Many people who think they sleep fine actually do have apnea when they get a sleep test.
Get the free SleepyHead software here
for information on the main alternative to CPAP.
If it's midnight and a DME tells you it's dark outside, go and check it yourself.
Thanks to all for your help. Yes accroding to the sleep test I do have sleep apnea.And the Lung doctor seems to think or said that is my problem for day time shortness of breath. If I could understand how the sleep apnea afflects the day time breathing then I will do the the darn mask thing, but I have not been informed by him or anyone else that is the case. So I turned here for answers. I am 5'5 140 lbs so not overweight and my numbers from the test wereRDI/AHI 25.1 during sleep oxgen was 94 with low oxyhemoglobin saturation of 89%. Obstructive sleep Apnea syndrome 327.23-0 And I guess that is what you guys asked for?
The signs and symptoms of obstructive and central sleep apneas overlap, sometimes making the type of sleep apnea more difficult to determine. The most common signs and symptoms of obstructive and central sleep apneas include:
Excessive daytime sleepiness (hypersomnia)
Loud snoring, which is usually more prominent in obstructive sleep apnea
Episodes of breathing cessation during sleep witnessed by another person
Abrupt awakenings accompanied by shortness of breath, which more likely indicates central sleep apnea
Awakening with a dry mouth or sore throat
Difficulty staying asleep (insomnia)
You can google sleep apnea symptoms and look around awhile. I don't see daytime shortness of breath as being a often reported symptom.
It does, from your results, sound as if you have apnea. You can treat it or not, it's your decision. But it's not a decision to "do the darn mask," it's a decision whether or not you wish to protect you heart, your brain things, your gizzard, and any number of other organs from premature failure. Will it fix your daytime shortness of breath? You need to ask your doc why he made the correlation. Are you a smoker? That could be why. Anyhow, you really need to find out what is going on and do something about it.
I am not smoker, never have been.

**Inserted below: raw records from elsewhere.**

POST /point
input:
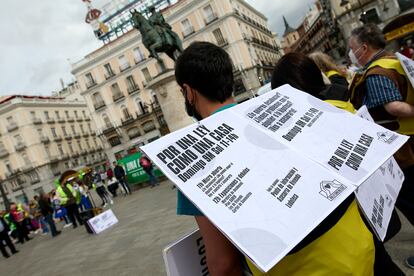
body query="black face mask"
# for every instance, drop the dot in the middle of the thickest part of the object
(190, 109)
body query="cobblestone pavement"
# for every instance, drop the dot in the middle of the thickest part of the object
(147, 223)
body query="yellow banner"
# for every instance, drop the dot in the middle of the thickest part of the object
(402, 31)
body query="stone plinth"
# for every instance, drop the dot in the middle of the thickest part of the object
(171, 100)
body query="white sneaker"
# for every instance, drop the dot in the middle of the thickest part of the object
(67, 225)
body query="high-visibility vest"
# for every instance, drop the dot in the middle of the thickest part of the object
(406, 124)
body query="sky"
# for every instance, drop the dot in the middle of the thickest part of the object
(40, 39)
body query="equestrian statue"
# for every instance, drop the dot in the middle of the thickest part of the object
(157, 35)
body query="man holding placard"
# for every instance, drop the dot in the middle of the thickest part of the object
(204, 72)
(384, 88)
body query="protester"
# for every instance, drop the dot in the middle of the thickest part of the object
(17, 216)
(67, 197)
(291, 70)
(113, 185)
(335, 73)
(4, 238)
(146, 164)
(101, 190)
(384, 88)
(47, 212)
(120, 176)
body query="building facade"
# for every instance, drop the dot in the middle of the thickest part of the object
(122, 85)
(41, 137)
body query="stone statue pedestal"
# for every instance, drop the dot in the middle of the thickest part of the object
(170, 99)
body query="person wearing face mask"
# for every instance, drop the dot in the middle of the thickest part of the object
(383, 87)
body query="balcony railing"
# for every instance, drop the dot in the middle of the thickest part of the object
(12, 126)
(90, 84)
(188, 31)
(133, 89)
(118, 96)
(99, 105)
(125, 66)
(44, 139)
(20, 146)
(36, 121)
(3, 153)
(212, 17)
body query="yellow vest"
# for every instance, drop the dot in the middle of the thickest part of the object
(345, 249)
(406, 123)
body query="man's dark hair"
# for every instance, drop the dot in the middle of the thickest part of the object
(299, 71)
(208, 69)
(371, 35)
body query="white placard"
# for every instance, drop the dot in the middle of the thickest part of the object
(378, 194)
(102, 221)
(408, 66)
(267, 189)
(186, 256)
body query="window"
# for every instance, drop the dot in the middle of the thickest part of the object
(187, 28)
(125, 112)
(89, 80)
(123, 63)
(146, 74)
(108, 71)
(138, 55)
(219, 37)
(131, 85)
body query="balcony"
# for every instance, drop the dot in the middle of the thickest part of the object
(20, 146)
(124, 67)
(108, 128)
(3, 153)
(44, 139)
(90, 84)
(36, 121)
(212, 17)
(12, 126)
(99, 105)
(109, 75)
(118, 96)
(133, 89)
(187, 32)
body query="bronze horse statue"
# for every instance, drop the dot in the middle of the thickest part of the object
(157, 38)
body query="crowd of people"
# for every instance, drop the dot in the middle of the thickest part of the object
(64, 204)
(374, 78)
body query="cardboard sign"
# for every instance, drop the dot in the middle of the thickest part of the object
(270, 170)
(102, 221)
(186, 256)
(378, 194)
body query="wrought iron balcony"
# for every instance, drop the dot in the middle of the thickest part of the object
(20, 146)
(36, 121)
(12, 126)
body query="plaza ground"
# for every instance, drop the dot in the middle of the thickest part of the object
(147, 223)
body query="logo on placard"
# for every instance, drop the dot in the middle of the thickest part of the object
(331, 189)
(386, 137)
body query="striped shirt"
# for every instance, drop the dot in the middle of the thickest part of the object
(379, 91)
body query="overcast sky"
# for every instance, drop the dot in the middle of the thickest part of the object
(40, 38)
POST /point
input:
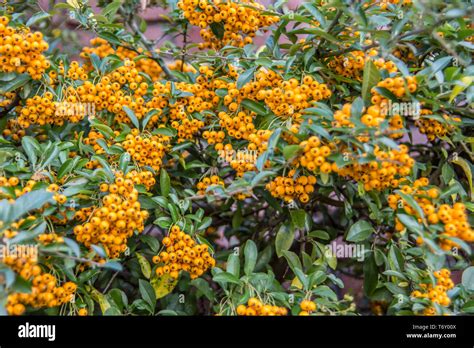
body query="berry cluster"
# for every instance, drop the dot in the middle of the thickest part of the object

The good doctor just looked at the test results and said "that is your problem, do you want to just call us when you decide what you want to do." Not this will help with your day time shortness of breath or nothing. The sleep clinic called to set up appointment and I said until someone can tell this WHY I have shortness of breath I am doing nothing. I do not have any sleepiess during the day. I sleep all night have no issues other than the shortness of breath duing day time. I have looked everywhere and donot see anything about shortness of breathing during the day as a condition for sleep apnea.
Then it is time for a second opinion. You need a Doc that will look at your actual test results, do a physical exam of you, and help you to find out what you need to know. You do not need a Doc that says "Call me when you figure out what you want to do."
As an option, or even a starting point, call your good Doctor and ask for a copy of your records, especially the sleep test results. You'll need those to help find the answers you are seeking.